I have three kids. A part time job. And a house that refuses to stay clean for more than a minute.
There’s barely enough time in the day to get the basics done, let alone anything else. And, in the midst of all the chaos, my kids are longing to feel connected to me.
They are begging to be seen, noticed, and really understood.
I want to give them this connection. I really do. The benefits of having a strong connection to my kids is evident in the behavior I see when they feel disconnected – disrespect, tantrums, acting out, and flat-out refusal to do what I ask.
But when life is crazy, finding time to connect can feel overwhelming. It can become another task on the to-do list instead of something cherished and enjoyed.
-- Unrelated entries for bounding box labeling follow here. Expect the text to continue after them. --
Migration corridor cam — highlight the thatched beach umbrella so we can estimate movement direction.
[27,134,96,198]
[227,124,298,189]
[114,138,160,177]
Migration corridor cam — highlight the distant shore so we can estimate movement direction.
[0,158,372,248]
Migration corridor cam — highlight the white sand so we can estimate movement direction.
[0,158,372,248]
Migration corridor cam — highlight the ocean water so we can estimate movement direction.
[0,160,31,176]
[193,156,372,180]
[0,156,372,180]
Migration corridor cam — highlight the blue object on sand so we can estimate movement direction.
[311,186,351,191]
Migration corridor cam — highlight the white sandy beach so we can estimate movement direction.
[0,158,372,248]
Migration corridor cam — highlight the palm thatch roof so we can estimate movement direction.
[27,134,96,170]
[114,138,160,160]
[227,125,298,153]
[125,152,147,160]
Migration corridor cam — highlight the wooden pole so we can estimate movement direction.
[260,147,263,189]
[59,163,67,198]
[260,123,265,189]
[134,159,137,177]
If connection has become a chore, or if you feel like you could use a little refresher on connecting with your kids, focus on these 3 simple words: Observe, Open, and Ordinary.
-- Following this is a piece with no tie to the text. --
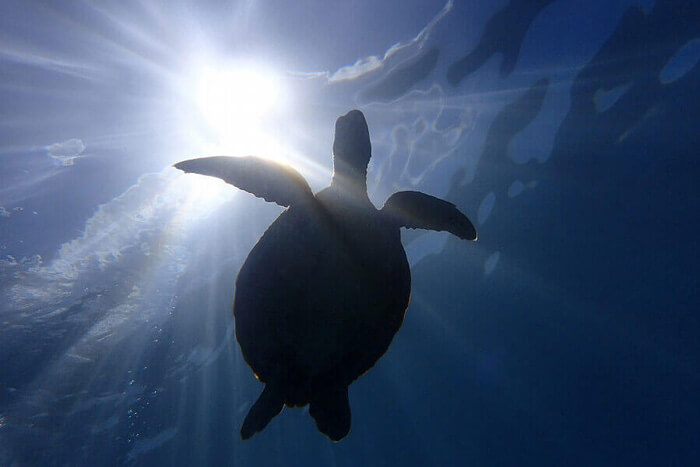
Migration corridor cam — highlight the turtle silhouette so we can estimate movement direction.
[175,110,476,441]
How to Connect with Your Kids
- Be Observant — Become a student of your child. Notice times during the day when they seem most open to connection – do they like to snuggle in the morning or night? Do they like to tell you about their day right after school or right before bed? Notice which interactions they seem to enjoy most – do they like being active or calm? Do they like to be silly or serious? With time, you may begin to realize when things are a little off, when something might be wrong, and when they need a little more attention from you.
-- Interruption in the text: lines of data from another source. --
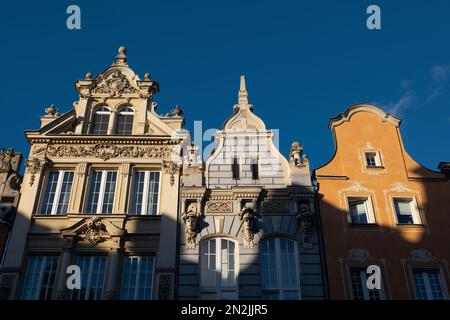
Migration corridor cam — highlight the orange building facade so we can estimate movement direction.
[313,104,450,299]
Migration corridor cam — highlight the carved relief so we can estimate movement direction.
[163,161,180,186]
[347,248,370,262]
[409,249,436,262]
[206,201,233,213]
[238,203,258,249]
[263,201,289,213]
[296,203,314,249]
[25,158,46,186]
[182,202,200,249]
[92,70,139,97]
[47,143,171,161]
[80,217,110,246]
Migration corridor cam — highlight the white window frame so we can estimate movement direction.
[72,256,108,300]
[391,196,423,226]
[348,267,384,300]
[200,237,239,300]
[363,150,382,168]
[114,106,135,134]
[39,170,75,216]
[88,105,114,135]
[86,168,118,214]
[22,256,59,300]
[346,195,376,225]
[128,169,162,216]
[260,238,301,300]
[120,255,156,300]
[411,268,448,300]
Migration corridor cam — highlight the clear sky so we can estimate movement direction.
[0,0,450,169]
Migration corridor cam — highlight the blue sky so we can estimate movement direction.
[0,0,450,169]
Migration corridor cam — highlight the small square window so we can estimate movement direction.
[348,197,375,224]
[365,152,381,167]
[394,198,420,224]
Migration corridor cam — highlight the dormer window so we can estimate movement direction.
[116,107,134,135]
[91,107,111,135]
[364,151,381,168]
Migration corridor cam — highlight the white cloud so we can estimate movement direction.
[382,90,416,116]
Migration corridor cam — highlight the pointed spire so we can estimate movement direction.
[113,47,128,65]
[238,76,248,104]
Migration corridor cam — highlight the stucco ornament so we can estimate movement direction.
[81,217,109,246]
[238,203,258,249]
[182,202,200,249]
[289,141,309,167]
[0,147,16,172]
[296,203,314,249]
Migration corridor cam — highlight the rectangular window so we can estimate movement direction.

- Be Open — Make connection a priority. If your child is giving you signals that they need more connection from you, be ready. Kids often make this request in subtle ways – whining, crying, arguing, or tantrums. Take a deep breath and give them what they need – even if it’s inconvenient. If your normally quiet child requests to talk at a very inopportune time, stop what you’re doing and be available to listen. For some kids, bringing up a difficult topic can be nerve wrecking, if they are brushed aside, they may be less likely to bring up topics in the future.
- Be Ordinary — Your kids want you. They don’t need super mom to “fix” everything. They don’t need you to say the right thing or do something magical. They just need to know that they are loved by you in a way that speaks to them. This might mean that you get it wrong sometimes – you misinterpret their emotion, you are silly when they wanted to be serious, you downplay something important – and that’s ok. Relationships are a constant work in progress. Apologize. And try again.
Connection doesn’t have to be complicated.
Of course, spending longer spans of quality time with each child is important too, but don’t miss out on the mini-connections during the day.
A quick backrub while your son’s at the table doing homework. Leaving a joke in your daughter’s lunch box. Stooping down to your toddler’s level while they babble on incoherently.
I don’t ever want to be too busy to connect with my kids.
Even if it means that last email won’t be sent, dinner may be a little delayed, and my house won’t stay clean.